Minister of Public Health Dr. George Norton has promised a full investigation into the mishap that left 11-month-old Ethan Garnett with a broken syringe needle in his buttocks.
According to reports, the infant was taken to Fort Wellington Hospital a few weeks ago after developing a fever. It was while an injection was being administered to the child that the needle broke.
Dr. Norton on Saturday promised that the incident would attract sanctions should they be deemed necessary.
“It is not as if nothing will come of this, we are going to launch an investigation. And if sanctions are necessary, we will apply sanctions,” the Minister said.
“We don’t want this to happen again. It shouldn’t have happened in the first place and we sympathize with the family.”
Commenting on why such issues might occur in the first place, Norton said that on many occasions medical caregivers are faced with the dilemma of not having the appropriate equipment, in which cases they are forced to improvise.
It is this, Norton suggested, that will oftentimes lead to mishaps such as with Ethan Garnett. It is never an easy decision to improvise, according to the Minister, but in most cases there is no other choice.
The infant’s father, Carlos Garnett of Lot 7 Number 23 Village, West Coast Berbice said that his mother-in-law and sister had taken his son to the hospital after he developed a fever on August 08, last.
The father explained that after the child was seen by a doctor at the health institution, a nurse was instructed to administer an injection to him.

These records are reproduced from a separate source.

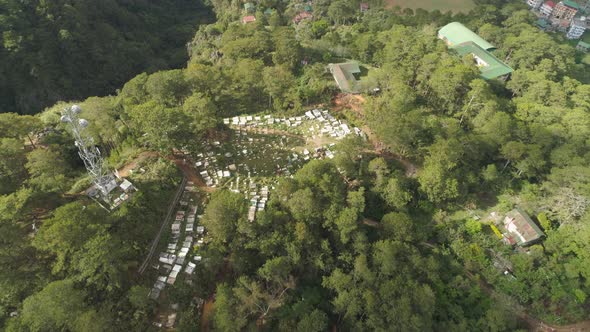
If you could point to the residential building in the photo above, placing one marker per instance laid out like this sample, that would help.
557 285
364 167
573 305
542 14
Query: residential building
520 229
302 16
456 33
250 7
534 3
583 46
547 8
248 19
565 10
577 28
542 23
344 76
466 42
489 66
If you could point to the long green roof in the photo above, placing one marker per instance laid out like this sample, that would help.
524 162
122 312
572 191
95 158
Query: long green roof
492 68
456 33
571 4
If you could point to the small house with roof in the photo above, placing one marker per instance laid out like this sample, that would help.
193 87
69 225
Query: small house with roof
534 4
466 42
547 8
343 74
583 46
249 7
577 28
302 16
248 19
565 10
520 229
543 24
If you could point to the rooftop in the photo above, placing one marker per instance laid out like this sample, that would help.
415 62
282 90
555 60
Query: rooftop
456 33
344 75
543 23
489 66
571 4
521 229
248 19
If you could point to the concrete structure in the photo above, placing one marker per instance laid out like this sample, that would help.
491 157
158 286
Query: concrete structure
534 3
249 7
547 8
520 229
456 33
542 23
344 76
565 10
583 46
489 66
466 42
248 19
577 28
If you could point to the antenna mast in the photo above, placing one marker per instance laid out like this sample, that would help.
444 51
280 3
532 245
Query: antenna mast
102 178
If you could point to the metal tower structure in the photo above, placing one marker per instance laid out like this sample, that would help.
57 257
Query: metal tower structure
102 178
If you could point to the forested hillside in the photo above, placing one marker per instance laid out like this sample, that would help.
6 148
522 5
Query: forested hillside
62 50
395 232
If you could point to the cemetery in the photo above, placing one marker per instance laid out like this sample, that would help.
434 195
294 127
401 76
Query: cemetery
263 148
249 160
180 255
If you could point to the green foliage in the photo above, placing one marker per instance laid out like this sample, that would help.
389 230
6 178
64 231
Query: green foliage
222 214
106 42
59 305
48 170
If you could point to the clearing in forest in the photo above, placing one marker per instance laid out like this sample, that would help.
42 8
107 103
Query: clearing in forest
455 6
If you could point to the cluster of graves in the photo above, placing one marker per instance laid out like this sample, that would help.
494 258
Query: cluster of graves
258 200
181 255
318 121
266 147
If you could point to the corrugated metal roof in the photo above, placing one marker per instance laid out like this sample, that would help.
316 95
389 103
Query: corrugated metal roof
456 33
526 231
343 75
571 4
490 67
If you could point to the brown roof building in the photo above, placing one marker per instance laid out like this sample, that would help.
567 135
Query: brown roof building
565 10
520 229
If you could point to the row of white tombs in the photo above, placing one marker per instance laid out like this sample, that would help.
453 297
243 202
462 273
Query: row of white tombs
176 258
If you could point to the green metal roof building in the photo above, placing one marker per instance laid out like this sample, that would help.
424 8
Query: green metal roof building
465 41
456 33
571 4
489 66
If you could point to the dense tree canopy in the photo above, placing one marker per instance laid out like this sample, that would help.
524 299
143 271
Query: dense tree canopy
394 232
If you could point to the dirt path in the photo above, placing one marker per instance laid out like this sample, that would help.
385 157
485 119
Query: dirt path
355 103
125 171
185 164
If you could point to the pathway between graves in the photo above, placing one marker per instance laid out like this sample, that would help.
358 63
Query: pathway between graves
166 220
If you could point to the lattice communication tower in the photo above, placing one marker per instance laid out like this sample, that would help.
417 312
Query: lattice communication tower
102 178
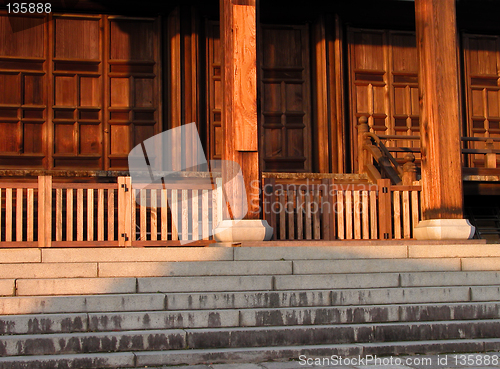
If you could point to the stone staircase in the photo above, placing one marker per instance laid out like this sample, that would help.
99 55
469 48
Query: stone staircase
147 307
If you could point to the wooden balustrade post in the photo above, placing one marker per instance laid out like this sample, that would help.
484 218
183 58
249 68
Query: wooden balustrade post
409 170
384 209
44 211
362 141
440 121
124 211
491 157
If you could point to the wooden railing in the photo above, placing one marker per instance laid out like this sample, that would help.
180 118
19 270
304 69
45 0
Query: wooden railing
327 211
47 213
372 149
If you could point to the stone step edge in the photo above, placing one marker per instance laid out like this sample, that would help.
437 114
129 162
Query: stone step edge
255 354
241 319
60 298
229 329
260 354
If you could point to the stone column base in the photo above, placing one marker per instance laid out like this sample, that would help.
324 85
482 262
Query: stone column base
234 231
444 229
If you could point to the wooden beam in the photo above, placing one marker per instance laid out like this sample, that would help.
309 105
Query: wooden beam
239 113
440 111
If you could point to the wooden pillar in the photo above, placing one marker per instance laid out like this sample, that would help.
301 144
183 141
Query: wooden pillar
440 110
239 113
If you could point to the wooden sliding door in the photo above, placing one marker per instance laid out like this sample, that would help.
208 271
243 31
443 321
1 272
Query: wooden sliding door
80 90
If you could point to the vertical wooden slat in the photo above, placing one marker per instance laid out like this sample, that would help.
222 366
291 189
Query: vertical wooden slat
220 204
194 211
90 214
406 214
69 214
414 209
357 215
340 215
164 215
308 218
133 215
8 214
384 209
185 215
44 211
59 214
316 209
300 214
175 215
373 215
142 214
327 210
100 214
19 214
348 214
366 216
126 218
269 204
1 214
290 213
204 215
79 214
30 207
282 214
111 214
397 215
154 216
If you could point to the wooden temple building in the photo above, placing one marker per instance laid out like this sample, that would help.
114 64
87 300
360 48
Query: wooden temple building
398 99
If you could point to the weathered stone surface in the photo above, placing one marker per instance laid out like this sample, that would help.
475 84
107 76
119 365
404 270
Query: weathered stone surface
74 286
485 293
27 255
449 311
7 287
320 252
81 255
453 251
258 299
367 280
163 320
90 303
450 279
481 264
200 284
77 361
75 343
249 354
318 315
399 295
207 268
49 270
374 266
35 324
423 347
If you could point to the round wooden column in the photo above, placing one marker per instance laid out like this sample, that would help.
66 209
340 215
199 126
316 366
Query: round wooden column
440 115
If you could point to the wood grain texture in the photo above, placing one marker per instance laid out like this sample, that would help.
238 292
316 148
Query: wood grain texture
247 160
245 78
440 112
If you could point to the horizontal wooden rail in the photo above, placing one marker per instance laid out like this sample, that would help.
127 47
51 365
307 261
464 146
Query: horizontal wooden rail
329 211
68 214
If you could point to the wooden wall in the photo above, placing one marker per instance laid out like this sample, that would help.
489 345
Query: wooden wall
78 91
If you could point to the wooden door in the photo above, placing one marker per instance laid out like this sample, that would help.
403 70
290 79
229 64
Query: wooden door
78 91
383 80
285 118
482 86
23 100
214 91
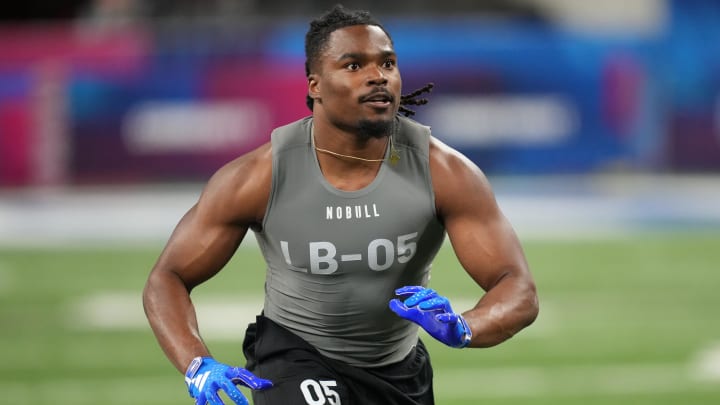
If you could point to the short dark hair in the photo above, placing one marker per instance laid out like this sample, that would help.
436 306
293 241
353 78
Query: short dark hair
318 35
320 29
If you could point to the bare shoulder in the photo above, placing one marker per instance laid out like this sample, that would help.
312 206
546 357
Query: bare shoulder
458 182
238 192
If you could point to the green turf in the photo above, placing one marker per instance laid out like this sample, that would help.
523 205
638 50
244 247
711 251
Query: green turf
622 322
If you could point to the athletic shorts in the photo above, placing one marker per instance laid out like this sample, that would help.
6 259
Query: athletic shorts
303 376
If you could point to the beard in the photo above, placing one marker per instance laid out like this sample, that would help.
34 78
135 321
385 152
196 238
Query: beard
374 129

According to the aggrieved parent, the child’s grandmother observed that the needle was missing when the syringe was extracted. When she asked the nurse what had happened to the needle, the nurse had informed them it fell to the ground. “So my sister told her to find it,” Garnett recounted.
Reports indicate that after some hesitation, the nurse called out for the doctor who then referred the infant to the New Amsterdam Hospital to have an X-ray done.
“He (the child) was admitted at that hospital for a night after the X-ray revealed that the needle was inside his buttocks, and then he was transferred to the Georgetown Public Hospital Corporation,” the father said.
It is understood that another X-ray was done at the GPHC, after which the father was advised to take the child home and return two days later.
“I did not go back to that hospital; I went to a private hospital instead, because it was a lot of waiting,” according to Garnett
Kaieteur News was told that at the private hospital, Garnett was informed that if the needle is removed, it can result in further injury.
And this is a view that the Minister of Health has maintained, noting at a subsequent press conference that it was a medical decision not to remove the needle.
“In spite of all the different hospitals and medical doctors that they (the infant’s parents) have seen, all of them (doctors) coincided with the management of this case and the management is to leave it (needle) where it is – it was a medical decision,” the Minister had said.
The Minister had also announced that following the mishap, nurses would be placed under more supervision to prevent similar occurrences.